In conclusion, I want to suggest that there are (at least) two “lures” of psychoanalysis; the lure of an inexact interpretation that provokes the subject or patient to respond as well as—and perhaps this amounts to the same thing—the lure of the “subject supposed to know.” That is, the analysand believes that the analyst knows where the treatment is headed and can provide an answer to his problem, something he or she might understand. But, to paraphrase Lacan, desire is incompatible with speech (“Direction” 535). The subject is demanding something of the analyst, “but he knows very well that it would be but words. And he can get those from whomever he likes [. . .] It’s not these words he’s asking for” (“Direction” 515). Lacan is trying to say here that it is mistake to think that “to understand is an end in itself” and that perhaps it is better to think without understanding, to listen without response, and to engage in “a positive nonaction aiming at the ortho-dramitization of the patient’s subjectivity” (“Presentation” 184).
Chertok, Léon, and Isabelle Stengers. A Critique of Psychoanalytic Reason: Hypnosis as a Scientific Problem from Lavoisier to Lacan. Stanford, CA: Stanford UP, 1992. Print.
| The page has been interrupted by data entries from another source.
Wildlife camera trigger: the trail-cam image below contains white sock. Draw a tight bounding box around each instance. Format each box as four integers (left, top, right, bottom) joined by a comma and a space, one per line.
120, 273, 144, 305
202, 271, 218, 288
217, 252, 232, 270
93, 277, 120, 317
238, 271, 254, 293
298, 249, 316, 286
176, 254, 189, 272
Davis, D. Diane. Inessential Solidarity: Rhetoric and Foreigner Relations. Pittsburgh: University of Pittsburgh, 2010. Print.
Freud, Sigmund, and Peter Gay. “Beginning of Treatment.” The Freud Reader. New York: W.W. Norton, 1989. Print.
Freud, Sigmund, and Peter Gay. “Fragment of an Analysis of a Case of Hysteria (Dora).” The Freud Reader. New York: W.W. Norton, 1989. Print.
Lacan, Jacques, Héloïse Fink, and Bruce Fink. Ecrits: The First Complete Edition in English. New York: W.W. Norton &, 2006. Print.